We knew they were in the Lau group but we did not know where.
We had waypoints and were recomended to go through the pass at slack in the tide. Now we are close to full moon meaning it is pretty forceful.
Karl on Windarra offered to take his dinghy and direct us through the pass. We took the offer, thank god.
When we came to the pass it was still a forceful current going trough the opening that was maybe, two Salsa wide.
The opening was like cut out corals with a sharp edge on both sides. As the water was low we had no water on both sides on top of the reef and a crazy stream just under us. The waves from the outside worked against the current and created steep waves, current circles, and I do not know what it must be like when you steer a nut shell in a bathtub just as the last water is flowing out through the drain....
Well now i know!
It was absolutely crazy, Karl could not come out to us, then his dinghy would have flopped around. He stayed inside the pass giving directions.
I had no time to look at the plotter, just steering like crazy to keep the boat straight. 17 tons surfing, oh man (or woman!).

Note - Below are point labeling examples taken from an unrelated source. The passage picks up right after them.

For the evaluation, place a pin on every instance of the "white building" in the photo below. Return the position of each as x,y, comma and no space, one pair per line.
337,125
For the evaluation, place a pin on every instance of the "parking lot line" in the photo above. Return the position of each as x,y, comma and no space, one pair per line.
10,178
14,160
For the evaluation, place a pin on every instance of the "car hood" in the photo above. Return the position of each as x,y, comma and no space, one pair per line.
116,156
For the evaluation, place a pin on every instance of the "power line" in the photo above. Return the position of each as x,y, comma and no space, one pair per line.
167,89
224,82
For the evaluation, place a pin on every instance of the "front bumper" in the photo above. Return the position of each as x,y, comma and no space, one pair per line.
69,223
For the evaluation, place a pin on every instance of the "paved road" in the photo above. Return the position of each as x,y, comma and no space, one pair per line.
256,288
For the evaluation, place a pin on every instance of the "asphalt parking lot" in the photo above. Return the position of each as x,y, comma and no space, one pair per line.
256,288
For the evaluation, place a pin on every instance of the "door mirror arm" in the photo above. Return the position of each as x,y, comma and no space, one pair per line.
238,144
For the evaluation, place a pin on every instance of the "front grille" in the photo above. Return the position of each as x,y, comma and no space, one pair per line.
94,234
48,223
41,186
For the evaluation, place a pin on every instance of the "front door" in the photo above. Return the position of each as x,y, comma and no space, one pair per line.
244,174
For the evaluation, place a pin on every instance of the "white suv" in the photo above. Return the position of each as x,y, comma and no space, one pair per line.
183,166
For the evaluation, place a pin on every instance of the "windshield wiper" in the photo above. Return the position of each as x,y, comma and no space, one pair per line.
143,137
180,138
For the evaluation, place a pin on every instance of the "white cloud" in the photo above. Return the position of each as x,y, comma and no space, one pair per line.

Came through and Karl guided us through a labirynth of coral heads and reefs, in one place we had to pass close one of those cliffs that stand up and look like they will fall over. We had to pass so close I could have touched it and as we rounded it Karl said on the radio,"speed up man, or the current will put you on the reef!". That was the place everybody talked about in Savusavu. The cliff-the current and the reef. Two boats have been aground just the last month. In Savusavu the talk is probably like on basecamp at Mount Everest, thats where you hear all the horror stories and that is where all waypoints are shared. "Oh no his waypoints are no good, I have better ones...." An the usb sticks get interchanged between boats and you better decide wich one to trust or your plotter will have so many waypoints you are again at the point of analysis paralysis.
Well well, once anchored, the sun fell like it does on this latitudes, like a stone that falls into the water and we were invited to Windarra and met 2 more boats (yes we have a strange language, like "did you meet Stormbird?" - "no only their dinghy" ).
A cold beer (or 2) was the best treat and then we shared our Mahemahe we got under way, yes I did not tell you? The new line and a new rod from Curly (he says they are famous and he makes them himself) gave us a big mahemahe, but now we knew a new trick, we lassoed the fish. Yes like the cowboys, I stood on aft deck, Ellinor brought the fish closer, the size of a calf... I swinged my lasso over my head and threw it around the tail of the fish and there it was!
Just kidding, to lasso a fish, you make a loop on a strong line, take the loop arount the pole down the fishingline over the fish head and pull by the tail!
Now you have it! We learned this one from Curly and it was efficient but took a little while to get the techique right.
Poor fish but it was delicious!
The sailing down here took us 30 hours and it was close on the wind the entire journey, bumping and crashing into the waves. It is not a comfortable ride and it is seldom you can make it at all. You have to wait for a front that kills the tradewind and that gives you chance to make it here.
We used a strong low that was on our starboard side all the way, but just got over us at the end first with some squally winds and then a total no wind situation wich was perfect going into the pass. Imagine 25 knots on top of the current!
As you might guess the only way we can communicate here is by sat so I will not post every day. The last bill was a little bit high.
Tomorrow we plan on moving the boat to the village and do our sevusevu and get a host family (wich is a tradition here).
The island is big, very big, much bigger than I anticipated.
Most probably we will stay here a month if nothing else comes up.
There is absolutely no reason to leave as far as we can see.